Oh, yes, there were also seven or eight Afghans killed, but I haven’t seen much of them in recent news stories.
There are so many things I could say, but what strikes me most strongly is just the number. Thirty. That’s the deadliest day in ten years for the US? Thirty?
By comparison, the battle at LZ Albany during the Vietnam war killed 155 US soldiers. And at the battle of Gettysburg, more than 50,000 union and confederate soldiers lost their lives. Also significant is the civilian casualty count at Gettysburg: One.
I haven’t the stomach today to look up casualty figures for Afghan and Iraq forces and I doubt little that many days have seen the unprovoked slaughter of more than 30 civilians. Yet the biggest risk taken by the occupying army is no worse than the potential of an occasional freak accident. As the humans in hiding observed in The War of the Worlds:
This isn’t a war. It never was a war, any more than there’s war between man and ants.
It makes you wonder what the Martians back home thought about the whole thing.
Man falsely arrested because cop can’t read
Could there be anything more frightening than arguing with this kind of mindlessness?
Chris Adrian Smith Is the Wrong Man
When Smith answered his door that night, a deputy placed him under arrest, alleging he had not paid a $300 conviction fine for driving on a suspended license.
“I told him I have paperwork telling him he is wrong,” Smith says. “I am not the right guy.”
A deputy allowed one of Smith’s sons to retrieve the document.
“He looks at it and says, ‘This doesn’t say anything,’” recalls Smith. “I said, ‘Read it. It says not to arrest me because I am not the right guy. Somebody stole my identity.’”

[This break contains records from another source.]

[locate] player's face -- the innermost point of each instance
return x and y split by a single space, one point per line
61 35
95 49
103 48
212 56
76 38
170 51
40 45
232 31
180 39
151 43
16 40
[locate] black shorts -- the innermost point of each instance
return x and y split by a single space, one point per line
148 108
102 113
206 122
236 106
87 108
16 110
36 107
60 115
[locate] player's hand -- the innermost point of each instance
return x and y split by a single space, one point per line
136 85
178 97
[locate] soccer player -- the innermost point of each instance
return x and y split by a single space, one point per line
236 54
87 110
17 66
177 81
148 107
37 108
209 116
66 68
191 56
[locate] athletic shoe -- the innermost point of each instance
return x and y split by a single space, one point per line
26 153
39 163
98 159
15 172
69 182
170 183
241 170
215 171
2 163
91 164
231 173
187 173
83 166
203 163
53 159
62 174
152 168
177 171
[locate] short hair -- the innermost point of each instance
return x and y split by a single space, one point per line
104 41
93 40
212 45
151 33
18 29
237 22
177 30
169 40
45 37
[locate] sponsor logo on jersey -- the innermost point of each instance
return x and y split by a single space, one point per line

Thanks for paying up, sucker!
I always think the sorriest ring of hell must be the one with all the Catholics who ate meat on Friday back in the ’50s. What a bunch of losers.
Those suffering souls now have brain-brothers here on earth. It happens recently that law-abiders in Los Angeles are being humiliated to learn that they never had to pay those red-light-camera tickets:
Who knew L.A.’s red-light camera fines were ‘voluntary’?
“Now that makes me nuts,” said [ticket-payer] Brickman, who is unemployed. “That makes me want to go get a refund, but I’ve been around long enough to know that’s not going to happen. It’s very frustrating to know that I was victimized by something that they think is not useful or a good idea…. I could truly use that $476.”
Apparently, the cameras are still clicking away like mad, but the courts don’t think highly of the program. Unlike legislators and cops, judges tend to be familiar with concepts like “reasonable doubt” and “right to confront witnesses” and things like that. The judges of LA have decided that these tickets are mostly bogus and don’t do anything to enforce them.
Unless, that is, some yahoo Angelino actually shows his face in court and provides the evidence needed to prove that he’s the dumbass who ran the light. Then they nail him. And if he doesn’t pay, they rake him over the usual coals.
So the winning strategy with the red-light cameras, at least in Los Angeles, is the one strategy every fearful statist will warn you can never, ever work. You just ignore the bastards.
Ignoring the bastards doesn’t work for most charges, which is all the more reason for being well-informed of those few charges where it does.